Причиной увеличения градиента давления также может быть нарушение кровотока по склерозированным внутренней сонной и затылочной артериям даже при повышенном артериальном давлении [20,22,47].
В ответ на компрессионную травму поражаются не только аксоны ГКС, нарушая аксоплазматический ток, но и сосуды, питающие их, приводя к ишемии зоны диска зрительного нерва и к синтезу нейроглией агрессивных веществ [20,22,47,176], таких как глутамат, трансформирующий фактор роста - бета (ТФР-р), эндотелии-1, продукты перекисного окисления липидов (ПОЛ), оксид азота, фактор некроза опухоли - альфа [58,179,213]. Они, в свою очередь, активируют протеолитические ферменты в окружающей нервной ткани [175], в результате чего вырабатываются антитела (AT) к собственным гликозаминогликанам [213].
Кроме того, хронически повышенное выше толерантного уровня ВГД приводит к нарушению соотношения между синтезом новых волокон РП и потерей старых.

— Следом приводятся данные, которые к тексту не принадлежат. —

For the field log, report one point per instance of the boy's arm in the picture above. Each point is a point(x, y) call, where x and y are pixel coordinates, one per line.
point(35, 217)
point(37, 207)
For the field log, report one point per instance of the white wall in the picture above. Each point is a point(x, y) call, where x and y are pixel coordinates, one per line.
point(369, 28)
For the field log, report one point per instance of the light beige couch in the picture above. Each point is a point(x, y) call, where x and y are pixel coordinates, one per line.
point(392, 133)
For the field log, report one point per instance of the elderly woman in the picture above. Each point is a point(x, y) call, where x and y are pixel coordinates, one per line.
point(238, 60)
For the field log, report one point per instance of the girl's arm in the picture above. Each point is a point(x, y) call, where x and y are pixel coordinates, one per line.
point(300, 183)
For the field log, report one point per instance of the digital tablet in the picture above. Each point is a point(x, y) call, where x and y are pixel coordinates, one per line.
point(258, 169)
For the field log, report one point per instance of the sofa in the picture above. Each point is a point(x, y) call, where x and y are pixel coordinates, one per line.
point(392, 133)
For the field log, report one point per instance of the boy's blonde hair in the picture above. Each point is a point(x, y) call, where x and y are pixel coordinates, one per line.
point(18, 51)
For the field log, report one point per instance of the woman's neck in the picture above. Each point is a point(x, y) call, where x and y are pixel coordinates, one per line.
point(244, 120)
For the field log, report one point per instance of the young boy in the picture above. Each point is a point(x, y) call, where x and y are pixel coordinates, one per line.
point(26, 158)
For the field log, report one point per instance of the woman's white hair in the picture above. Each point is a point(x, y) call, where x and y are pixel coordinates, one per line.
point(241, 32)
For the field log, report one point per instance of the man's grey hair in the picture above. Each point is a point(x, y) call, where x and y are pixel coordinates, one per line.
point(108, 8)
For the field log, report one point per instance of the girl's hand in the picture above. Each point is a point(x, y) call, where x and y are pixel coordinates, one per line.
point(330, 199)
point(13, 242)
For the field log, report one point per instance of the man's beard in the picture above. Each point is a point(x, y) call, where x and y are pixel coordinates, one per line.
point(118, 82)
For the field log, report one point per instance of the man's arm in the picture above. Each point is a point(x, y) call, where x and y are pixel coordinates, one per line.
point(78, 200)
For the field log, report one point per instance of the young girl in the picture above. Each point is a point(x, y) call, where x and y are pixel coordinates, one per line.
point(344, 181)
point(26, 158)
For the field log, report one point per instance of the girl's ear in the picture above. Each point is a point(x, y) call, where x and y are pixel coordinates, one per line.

Замещаются белки, придающие структуре эластичность, на белки, формирующие жесткую профибротическую ткань. Происходит повышенный синтез матричных металлопротеаз (ММР), предположительно являющихся главной причиной дисбаланса белков решетчатой пластинки склеры, и ТФР-Р - основного фактора образования экстраклеточного матрикса [22,85,175,216].
ММР и ТФР-р активируются при целом ряде патологических состояний с участием пролиферации и апоптоза, таких как ревматоидный артрит, онкологические заболевания, атеросклероз, в том числе и при глаукоме [54,57,58,120,224]. Активация их происходит под влиянием различных факторов, к которым относятся окислительный стресс, воздействие цитокинов, продуцируемых нейроглией [189]. В результате активности ММР как в невральнои, так и в склеральной ткани не происходит рубцевания, результатом чего является формирование экскавации [57,58,151,191].
Напротив, ТФР - р принимает участие в процессах фиброза и, как следствие, приводит к ремоделированию экстраклеточного матрикса РП [20,22], псевдоэксфолиативного материала [139,200], избыточного рубцевания тканей после антиглаукоматозных операций [57,58], деструктивных изменений в дренажном аппарате глаза [200].
Ослабление ауторегуляции кровообращения при глаукоме в результате ущемления нервных волокон и сосудов, питающих их, и/или гипоксии головки зрительного нерва (ГЗН), приводит к диффузным или очаговым нарушениям в ней [47,85]. Также с возрастом отмечено снижение кровотока в сосудах ГЗН, ослабевает деятельность сердца, уменьшается пульсовое давление, появляются атеросклеротические изменения в сосудистых стенках, в том числе и сосудах глаза. Это приводит к сужению сосудов, уменьшению кровотока в микроциркуляторном русле глазного яблока [16,17,46,47,106,107].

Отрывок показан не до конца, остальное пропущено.